Fußball WM
Brasilien setzt sich gegen England durch

Rekordweltmeister Brasilien konnte sich im Testspiel in Doha mit 1:0 gegen England durchsetzen. Spanien bezwang Argentinien 2:1, Ottmar Hitzfelds Schweizer unterlagen.

Siege für Rekordweltmeister Brasilien und Europameister Spanien, Heimpleite für Ottmar Hitzfelds Schweizer und eine Nullnummer für Titelverteidiger Italien: Sieben Monate vor der WM präsentierten sich die Teilnehmer in ersten Tests noch in sehr unterschiedlicher Form.

Der fünfmalige Weltmeister Brasilien siegte in Doha 1:0 (0:0) gegen England und bleibt damit für das Fußball-Mutterland der Angstgegner Nummer eins. Die "Selecao" ist damit seit über 19 Jahren gegen die "Three Lions" unbesiegt. Europameister Spanien setzte seine Erfolgsserie auch beim 2:1 (1:0) gegen Argentinien fort und hat nur eines seiner letzten 43 Spiele verloren.

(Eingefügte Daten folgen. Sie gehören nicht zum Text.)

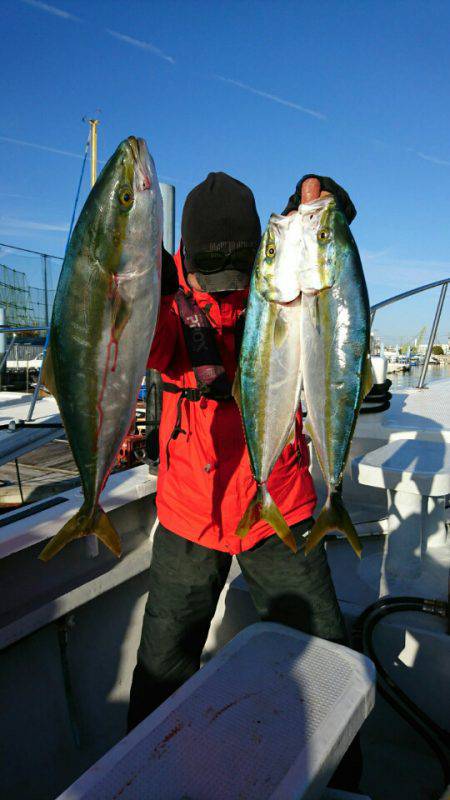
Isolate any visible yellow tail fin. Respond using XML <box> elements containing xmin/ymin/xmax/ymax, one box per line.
<box><xmin>305</xmin><ymin>492</ymin><xmax>362</xmax><ymax>558</ymax></box>
<box><xmin>236</xmin><ymin>483</ymin><xmax>297</xmax><ymax>553</ymax></box>
<box><xmin>39</xmin><ymin>506</ymin><xmax>122</xmax><ymax>561</ymax></box>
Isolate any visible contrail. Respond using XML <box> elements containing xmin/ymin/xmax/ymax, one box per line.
<box><xmin>413</xmin><ymin>150</ymin><xmax>450</xmax><ymax>167</ymax></box>
<box><xmin>22</xmin><ymin>0</ymin><xmax>81</xmax><ymax>22</ymax></box>
<box><xmin>0</xmin><ymin>136</ymin><xmax>84</xmax><ymax>158</ymax></box>
<box><xmin>0</xmin><ymin>217</ymin><xmax>69</xmax><ymax>233</ymax></box>
<box><xmin>105</xmin><ymin>28</ymin><xmax>175</xmax><ymax>64</ymax></box>
<box><xmin>214</xmin><ymin>75</ymin><xmax>326</xmax><ymax>120</ymax></box>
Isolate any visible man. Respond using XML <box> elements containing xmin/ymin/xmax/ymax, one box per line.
<box><xmin>128</xmin><ymin>172</ymin><xmax>356</xmax><ymax>784</ymax></box>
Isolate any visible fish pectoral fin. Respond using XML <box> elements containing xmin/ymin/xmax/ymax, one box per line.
<box><xmin>284</xmin><ymin>419</ymin><xmax>295</xmax><ymax>447</ymax></box>
<box><xmin>236</xmin><ymin>484</ymin><xmax>297</xmax><ymax>553</ymax></box>
<box><xmin>361</xmin><ymin>354</ymin><xmax>374</xmax><ymax>402</ymax></box>
<box><xmin>231</xmin><ymin>364</ymin><xmax>242</xmax><ymax>412</ymax></box>
<box><xmin>305</xmin><ymin>491</ymin><xmax>362</xmax><ymax>558</ymax></box>
<box><xmin>41</xmin><ymin>345</ymin><xmax>59</xmax><ymax>404</ymax></box>
<box><xmin>111</xmin><ymin>286</ymin><xmax>131</xmax><ymax>342</ymax></box>
<box><xmin>39</xmin><ymin>506</ymin><xmax>122</xmax><ymax>561</ymax></box>
<box><xmin>273</xmin><ymin>308</ymin><xmax>288</xmax><ymax>348</ymax></box>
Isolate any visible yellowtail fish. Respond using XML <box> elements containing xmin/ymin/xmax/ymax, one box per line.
<box><xmin>299</xmin><ymin>197</ymin><xmax>372</xmax><ymax>556</ymax></box>
<box><xmin>234</xmin><ymin>214</ymin><xmax>302</xmax><ymax>552</ymax></box>
<box><xmin>40</xmin><ymin>136</ymin><xmax>162</xmax><ymax>561</ymax></box>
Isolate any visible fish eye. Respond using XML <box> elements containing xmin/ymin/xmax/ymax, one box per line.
<box><xmin>317</xmin><ymin>228</ymin><xmax>330</xmax><ymax>242</ymax></box>
<box><xmin>118</xmin><ymin>187</ymin><xmax>134</xmax><ymax>208</ymax></box>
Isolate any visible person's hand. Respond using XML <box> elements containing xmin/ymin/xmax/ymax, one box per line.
<box><xmin>161</xmin><ymin>245</ymin><xmax>179</xmax><ymax>296</ymax></box>
<box><xmin>282</xmin><ymin>175</ymin><xmax>356</xmax><ymax>224</ymax></box>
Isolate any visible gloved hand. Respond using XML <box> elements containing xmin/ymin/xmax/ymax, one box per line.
<box><xmin>281</xmin><ymin>175</ymin><xmax>356</xmax><ymax>224</ymax></box>
<box><xmin>161</xmin><ymin>245</ymin><xmax>179</xmax><ymax>296</ymax></box>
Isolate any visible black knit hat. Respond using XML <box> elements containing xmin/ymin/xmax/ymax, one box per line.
<box><xmin>181</xmin><ymin>172</ymin><xmax>261</xmax><ymax>255</ymax></box>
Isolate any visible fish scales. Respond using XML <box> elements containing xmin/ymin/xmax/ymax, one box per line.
<box><xmin>41</xmin><ymin>137</ymin><xmax>162</xmax><ymax>560</ymax></box>
<box><xmin>235</xmin><ymin>215</ymin><xmax>301</xmax><ymax>550</ymax></box>
<box><xmin>300</xmin><ymin>198</ymin><xmax>371</xmax><ymax>555</ymax></box>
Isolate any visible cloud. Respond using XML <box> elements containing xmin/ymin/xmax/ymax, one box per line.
<box><xmin>105</xmin><ymin>28</ymin><xmax>175</xmax><ymax>64</ymax></box>
<box><xmin>214</xmin><ymin>75</ymin><xmax>326</xmax><ymax>120</ymax></box>
<box><xmin>0</xmin><ymin>136</ymin><xmax>84</xmax><ymax>158</ymax></box>
<box><xmin>413</xmin><ymin>150</ymin><xmax>450</xmax><ymax>167</ymax></box>
<box><xmin>361</xmin><ymin>248</ymin><xmax>450</xmax><ymax>294</ymax></box>
<box><xmin>22</xmin><ymin>0</ymin><xmax>81</xmax><ymax>22</ymax></box>
<box><xmin>0</xmin><ymin>217</ymin><xmax>69</xmax><ymax>233</ymax></box>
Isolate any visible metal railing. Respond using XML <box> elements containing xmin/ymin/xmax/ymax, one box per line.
<box><xmin>370</xmin><ymin>278</ymin><xmax>450</xmax><ymax>389</ymax></box>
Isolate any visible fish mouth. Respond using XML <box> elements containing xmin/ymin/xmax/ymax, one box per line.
<box><xmin>127</xmin><ymin>136</ymin><xmax>152</xmax><ymax>191</ymax></box>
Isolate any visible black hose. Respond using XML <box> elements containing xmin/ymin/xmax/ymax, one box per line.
<box><xmin>353</xmin><ymin>597</ymin><xmax>450</xmax><ymax>786</ymax></box>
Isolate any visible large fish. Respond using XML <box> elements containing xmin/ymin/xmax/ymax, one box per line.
<box><xmin>40</xmin><ymin>136</ymin><xmax>162</xmax><ymax>561</ymax></box>
<box><xmin>299</xmin><ymin>197</ymin><xmax>372</xmax><ymax>555</ymax></box>
<box><xmin>234</xmin><ymin>209</ymin><xmax>302</xmax><ymax>551</ymax></box>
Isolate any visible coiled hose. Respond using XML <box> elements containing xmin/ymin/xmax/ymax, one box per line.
<box><xmin>353</xmin><ymin>597</ymin><xmax>450</xmax><ymax>786</ymax></box>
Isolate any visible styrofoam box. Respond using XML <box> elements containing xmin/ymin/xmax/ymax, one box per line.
<box><xmin>60</xmin><ymin>622</ymin><xmax>375</xmax><ymax>800</ymax></box>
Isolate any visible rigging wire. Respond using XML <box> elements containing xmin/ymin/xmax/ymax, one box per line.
<box><xmin>26</xmin><ymin>132</ymin><xmax>91</xmax><ymax>422</ymax></box>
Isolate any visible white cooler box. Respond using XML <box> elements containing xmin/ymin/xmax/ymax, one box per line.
<box><xmin>59</xmin><ymin>622</ymin><xmax>375</xmax><ymax>800</ymax></box>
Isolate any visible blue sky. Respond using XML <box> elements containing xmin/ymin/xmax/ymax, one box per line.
<box><xmin>0</xmin><ymin>0</ymin><xmax>450</xmax><ymax>338</ymax></box>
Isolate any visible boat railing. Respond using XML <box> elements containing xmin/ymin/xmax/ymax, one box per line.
<box><xmin>370</xmin><ymin>278</ymin><xmax>450</xmax><ymax>389</ymax></box>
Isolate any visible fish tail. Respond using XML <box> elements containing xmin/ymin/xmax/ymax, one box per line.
<box><xmin>39</xmin><ymin>506</ymin><xmax>122</xmax><ymax>561</ymax></box>
<box><xmin>305</xmin><ymin>491</ymin><xmax>362</xmax><ymax>558</ymax></box>
<box><xmin>236</xmin><ymin>483</ymin><xmax>297</xmax><ymax>553</ymax></box>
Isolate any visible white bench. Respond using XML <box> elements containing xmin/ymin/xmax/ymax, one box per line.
<box><xmin>352</xmin><ymin>439</ymin><xmax>450</xmax><ymax>580</ymax></box>
<box><xmin>59</xmin><ymin>622</ymin><xmax>375</xmax><ymax>800</ymax></box>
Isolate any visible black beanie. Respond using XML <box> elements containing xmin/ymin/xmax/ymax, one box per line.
<box><xmin>181</xmin><ymin>172</ymin><xmax>261</xmax><ymax>254</ymax></box>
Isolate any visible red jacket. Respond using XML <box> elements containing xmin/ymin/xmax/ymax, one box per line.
<box><xmin>148</xmin><ymin>252</ymin><xmax>316</xmax><ymax>554</ymax></box>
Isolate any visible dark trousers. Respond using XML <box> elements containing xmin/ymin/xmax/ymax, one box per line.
<box><xmin>128</xmin><ymin>518</ymin><xmax>359</xmax><ymax>789</ymax></box>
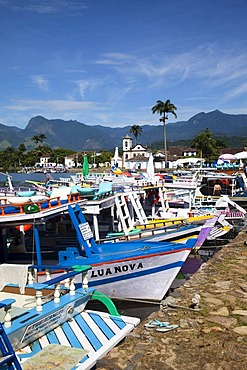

Hitzfeld leistete sich mit der Schweiz in Genf eine 0:1 (0:0)-Heimniederlage gegen Norwegen. Über ein 0:0 gegen die Niederlande und eine über weite Strecken enttäuschende Leistung kam Weltmeister Italien nicht hinaus.

Slowakei und Serbien erfolgreich

Erfolgreiche WM-Test lieferten Neuling Slowakei und Serbien ab. Die Slowaken setzten sich in Bratislava gegen die USA mit 1:0 (1:0) durch. Die Serben siegten 1:0 (0:0) in Belfast gegen Nordirland. Dänemark musste sich gegen Südkorea mit einem 0:0 zufrieden geben.

Bei sommerlichen Temperaturen von knapp 30 Grad in Katar erzielte Stürmer Nilmar den Siegtreffer für Brasilien gegen ersatzgeschwächte Engländer (47.). Am 28. März 1990 hatte es im Londoner Wembleystadion den letzten von nur drei Siegen für die "Three Lions" in 23 Duellen gegen die "Selecao" gegeben. Jungstar Wayne Rooney trug für England in seinem 57. Länderspiel erstmals die Kapitänsbinde. Sein Debüt für Brasilien gab der Hoffenheimer Carlos Eduardo, der in der 81. Minute eingewechselt wurde.

Beim alten Rivalen Argentinien konnte auch Lionel Messi die fünfte Niederlage aus den letzten elf Spielen nicht verhindern. Der Superstar des FC Barcelona markierte mit einem verwandelten Foulelfmeter den zwischenzeitlichen Ausgleich (62.). Doch Xabi Alonso, der schon in der 16. Minute getroffen hatte, avancierte ebenfalls mit einem verwandelten Foulelfmeter (86.) zum Matchwinner.

Carew trifft gegen Hitzfeld-Team

In Genf erzielte John Carew in der 48. Minute mit einem verwandelten Foulelfmeter das entscheidende Tor für die Norweger. Im Hitzfeld-Team standen die Bundesliga-Profis Diego Benaglio vom deutschen Meister VfL Wolfsburg, Pirmin Schwegler von Eintracht Frankfurt sowie Tranquillo Barnetta und Eren Derdiyok von Bayer Leverkusen in der Startelf. Der Berliner Steve van Bergen und Albert Bunjaku vom 1. FC Nürnberg wurden zur zweiten Halbzeit eingewechselt.

Sieben Minuten vor Schluss jubelte Italien über den vermeintlichen Siegtreffer, der jedoch nach einigen Diskussionen vom Schweizer Schiedsrichter Claudio Circhetta zurückgenommen wurde, weil er eindeutig mit der Hand erzielt worden war.